The Politico reports that the Senate’s so-called "moderate" block thinks the best way to stimulute the economy is to cut about $90 billion from the spending side, and perhaps take it out of state spending for education. Are they nuts?
Nonetheless, the appropriations portion remains the most vulnerable part politically, and the moderates would like to bring the total cost back toward the $800 billion level discussed earlier by the White House.
State fiscal aid and education funding will be among the most sensitive proposed cuts, and if $90 billion is the goal, it would represent an estimated 25% cut. “We are still negotiating,” Collins said, but agreement would yield a political victory for the president, she suggested, and assure him of much wider support in the Senate.
So, even though every sensible economist keeps explaining that spending => jobs = stimulus, and states are laying off teachers and postponing school construction and maintenance, these "moderates" think it makes sense to reduce education spending and state funding generally?
If true, this would be stunningly stupid. Perhaps the Senators should be reminded about what their Governors and mayors (cheers for Mayor Fetterrman!) are facing. In Susan Collin’s Maine, for example, the Boston Globe noted this:
Maine has an unemployment rate of 7 percent, its highest level in 17 years. It is facing a current state budget deficit of $140 million, and another $177 million gap is projected for the fiscal year beginning in July. Like many states facing budget shortfalls, Maine has been forced to cut services or raise fees. It has cut per-pupil spending for public education, increased tuitions for state colleges, cut money for homeless shelters, and imposed a $25 enrollment fee for poor patients using Medicaid, according to an analysis by the Center for Budget and Policy Priorities in Washington, D.C.

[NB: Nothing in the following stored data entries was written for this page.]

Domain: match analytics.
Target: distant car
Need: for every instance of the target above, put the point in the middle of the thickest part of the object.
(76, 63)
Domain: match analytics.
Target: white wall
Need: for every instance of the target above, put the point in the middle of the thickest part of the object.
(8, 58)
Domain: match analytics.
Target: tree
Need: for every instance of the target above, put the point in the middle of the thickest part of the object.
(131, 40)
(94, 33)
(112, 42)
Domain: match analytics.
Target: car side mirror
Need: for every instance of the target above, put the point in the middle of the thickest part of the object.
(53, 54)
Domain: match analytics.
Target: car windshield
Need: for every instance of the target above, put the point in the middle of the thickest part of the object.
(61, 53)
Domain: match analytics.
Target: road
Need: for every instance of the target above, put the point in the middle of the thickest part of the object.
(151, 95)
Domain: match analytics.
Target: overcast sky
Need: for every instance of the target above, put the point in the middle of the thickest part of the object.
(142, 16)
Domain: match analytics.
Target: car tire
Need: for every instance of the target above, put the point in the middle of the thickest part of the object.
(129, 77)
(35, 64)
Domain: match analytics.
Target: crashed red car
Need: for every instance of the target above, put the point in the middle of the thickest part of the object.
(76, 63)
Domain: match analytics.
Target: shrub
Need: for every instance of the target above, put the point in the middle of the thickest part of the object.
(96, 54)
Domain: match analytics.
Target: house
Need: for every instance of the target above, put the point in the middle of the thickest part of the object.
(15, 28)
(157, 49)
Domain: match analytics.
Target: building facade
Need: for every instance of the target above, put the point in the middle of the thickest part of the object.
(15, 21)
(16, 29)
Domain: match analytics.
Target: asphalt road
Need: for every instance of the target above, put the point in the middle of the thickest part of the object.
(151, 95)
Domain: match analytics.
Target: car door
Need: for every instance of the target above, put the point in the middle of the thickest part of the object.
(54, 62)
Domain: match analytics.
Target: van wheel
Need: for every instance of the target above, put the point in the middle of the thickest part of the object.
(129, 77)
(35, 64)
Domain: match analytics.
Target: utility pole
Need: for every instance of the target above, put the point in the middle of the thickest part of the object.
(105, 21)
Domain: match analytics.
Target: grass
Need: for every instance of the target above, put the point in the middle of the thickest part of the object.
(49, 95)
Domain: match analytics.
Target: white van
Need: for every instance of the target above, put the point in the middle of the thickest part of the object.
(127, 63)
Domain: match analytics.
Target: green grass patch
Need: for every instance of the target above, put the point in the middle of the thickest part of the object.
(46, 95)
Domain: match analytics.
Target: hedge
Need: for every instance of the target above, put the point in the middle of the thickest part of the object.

The federal stimulus bill passed by the House would allocate $2.38 billion to Maine. About 10 percent of that would go to balance the state budget, with the rest going to infrastructure spending, safety-net programs, and tax cuts. Although the numbers in the Senate version of the bill are still in flux, the House plan included $190 million in school aid, including money to renovate or repair public school buildings; $434 million for Medicaid; and $9.2 million in worker retraining funds for the unemployed.
Which of these lifelines would senators Collins or Snowe decline in the names of their constituents?
Almost every state in the country faces the same dire choices. But we seem to have a group of Senators who think ignoring these problems is the "moderate" thing to do. Incredible.